This subject is a regular message-board poser. Many of us have touted our preferences and discoveries whilst playing about over the years. One problem with trying to deal with it on the message board is the sheer volume of information offered and available against the time available to post it. Personally I try to keep my answers as short and informative as possible. Apart from the fact it costs a fortune to be active on the web site here in good old ‘Blighty’, long dissertations can put folk off from reading it all. I’ve posted information as I have found it on this subject several times, but not always the same answers as the situations and engine configurations vary so much. There are no hard and fast answers, but I gather from what I’ve heard recently some of my earlier advice posted has been misconstrued. So, to try and set that right, and give a good working basis on what to use where, here are my choices –
SU Dashpot oil – manufactured for the specific application of SUs in STANDARD applications. That is on engines that are completely standard as the manufacturer produced them. It is a little on the thin side, but the whole engine tuning data for each engine is based on using this oil. Used as such it works very well, especially where economy is the main goal and the car is driven very sympathetically.
ATF – ‘automatic transmission fluid’. A very good substitute where the genuine SU dashpot oil isn’t available for use in STANDARD spec engines.
20W fully synthetic engine oil – not to be confused with 20W50 engine oil of any sort. Just a ‘straight weight’ oil. I use this on practically anything where any modifications at all change the spec away from original. This includes any induction/exhaust changes no matter how small. Largely because the engine is likely to see more ‘aggravated’ use. Active use of the throttle pedal requires a more stabilizing effect on the dashpot piston along with slightly more resilience to give the desired pick-up. The main benefit of the synthetic type is its consistency over a very broad operating temperature range.
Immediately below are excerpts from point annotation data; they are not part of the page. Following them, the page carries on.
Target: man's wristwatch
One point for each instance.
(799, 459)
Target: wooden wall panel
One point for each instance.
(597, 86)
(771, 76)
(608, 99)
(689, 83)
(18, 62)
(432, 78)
10W/40 engine oil – gives very similar results to the 20W fully synthetic oil as defined above. It is certainly easier and cheaper to get as most modern automotive engines use this oil. Semi-synthetic is best, although fully synthetic is as good but rare in the price/’what you have in the garage’ stakes. Standard mineral oil is OK, but gives poorer performance until the engine warms up unlike the synthetic oils as outlined above. Again, this is by no means the ‘be-all and end-all’. Others have distilled (literally in some cases) their own ‘snake oil’ that gives them what they’re looking for. The problem with ‘special brews’ is that they’re hard to repeat consistently. I just hope this list saves some agony.